その時、我が相棒ユッケくんが狂ったようにバタバタ騒ぎ始めた。
「なんだ!?どうしたユッケ!!」
鳥かごの網にでも足を引っ掛けて宙吊りになってるのかと思い、
私は飛び起きた。
ユッケくんは以前、足の爪をスピーカーの穴に引っ掛けて宙吊りになった
前科があるのだ。
明かりを点けるとユッケくんは無事だった。
ユッケくんは澄んだ瞳で私を見つめていた。
まるで私に何かを訴えているような必死な眼差しだった。
「ユッケ・・・まさか・・・」
「ついに起こるのか東海大地震が!!」
時計を見ると午前3時。
日本国内は何も知らずアホ面で寝静まっている時間だ。
私は建物崩壊の際に家から飛んで逃げれるように万が一を考えユッケくんを鳥かごから出した。

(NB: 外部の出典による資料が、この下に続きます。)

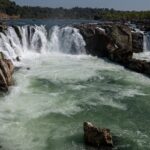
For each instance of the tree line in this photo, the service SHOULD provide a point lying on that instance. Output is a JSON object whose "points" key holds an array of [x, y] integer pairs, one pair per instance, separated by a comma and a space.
{"points": [[11, 8]]}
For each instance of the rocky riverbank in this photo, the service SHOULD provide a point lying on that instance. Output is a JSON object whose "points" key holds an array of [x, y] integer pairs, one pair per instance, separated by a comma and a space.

ユッケくんが怯えているのでユッケくんお気に入りの曲、ファイナルファンタジーをかけてあげた。
ユッケくんはピーチクパーチク楽しそうに唄い始めた。
東海大地震の発生時刻は刻一刻と迫ってきていた。
「ユッケ・・俺に万が一の事が起こってもお前は振り返らずに生き延びろよ・・・」
肩に乗っけたユッケくんにそう告げるとユッケくんは何も語らず糞をした。
気付くと時計は朝の6時を示していた。
「ギエーッ!!もう仕事行く準備しないと時間に間に合わない!!」
ユッケくんを鳥かごに入れると疾風のように家を飛び出し、私は仕事場に向かった。
地獄・・・。
37歳ご老体、しかも寝不足の体にトラック3台分の廃材を出すのは過酷だった。
「東海大地震・・・俺はバカか?」
仕事を終えるとボロボロの体を引きずり私は我が家へと戻った。
「見せしめじゃあ」
私はユッケくんを前にして焼き鳥を食った。
ユッケくんは怯えた目で私を見ていた・・・。